After first connecting with Pratt’s Saturday Art School while growing up in the neighborhood, Lillian Benson enrolled as a student, setting herself off on a path toward becoming a trailblazing television, video, and feature film editor. She has gone on to edit Emmy-nominated and Peabody Award-winning films including Eyes on the Prize II (1990) and Get in the Way: The Journey of John Lewis (2015), teach at the University of Southern California, and serve as the first Black woman to be a member of the American Cinema Editors (ACE) honorary society. Having recently been appointed chair of ACE’s Diversity in Editing Mentorship Program, Benson holds rare insights into the necessity of supporting the next generation and what it takes to do that work. 

What role has mentorship played in your career? 

[In film] mentorship plays a critical role in learning how to do your job in post-production. I am a career film and TV editor, and our editing rooms traditionally are hierarchical—there is a direct chain of command. The entry-level person—the apprentice—learns from the assistant, who learns from the editor. Remember, during the Renaissance the great painters had apprentices, who painted cherubs in the corners as a way of learning. It’s the same principle.

Who was one influential figure for you at Pratt?

I was encouraged to explore filmmaking as a profession by my photography professor, Arthur Freed. He saw something in a series of photos of mine that prompted him to say, “you have the best sense of sequence I have ever seen.” I was a scholarship student, a commuter, and filmmaking was way beyond any concept I had for myself at the time. But the best mentors recognize the unrealized talent of an individual and encourage it. 

I have been the beneficiary of this kind of support many times in my career—from the editor who helped me get my first job, to the editor who got me into the union, to the directors who hired me for my first two national PBS series, to the director who helped me move from documentaries into dramatic work. For whatever reason, they saw something in me, they invested in me, and I now return the favor and invest in others.

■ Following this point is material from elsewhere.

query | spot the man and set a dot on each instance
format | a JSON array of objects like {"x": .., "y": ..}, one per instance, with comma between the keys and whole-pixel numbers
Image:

A woman with gray hair in a gray dress sitting in a red chair.
Lillian Benson ’70. Photo by William Stetz

What has your work with the American Cinema Editors Diversity in Editing Mentorship Program taught you about mentorship?

The ACE Diversity in Editing Mentorship Program is entering its ninth year. We have 18 editors/mentors. Each year, we select 21 new mentees who are referred by ACE members. Anyone is eligible, but we try to encourage candidates from underrepresented communities. Most mentees are asked back for a second year.

As a person of color, I have always considered mentoring young people an obligation.

I was lucky that the person who taught me how to assist on fiction projects was the first African American supervising editor at any major New York network, CBS. There were things only he could teach me. 

One challenge in finding a mentor is young people don’t realize how much effort it takes to be a mentor. And how much time is required. (I know I didn’t when I was coming up.) This can be challenging for people of color fewer of us are in this line of work.

All mentors know it takes time to do the work, but we also know that if we don’t there won’t be anybody coming up behind us.

What advice would you give fellow mentors on how to support emerging talent in film?

I try to speak the truth. That is my North Star. Try to speak to young people from your spirit to theirs.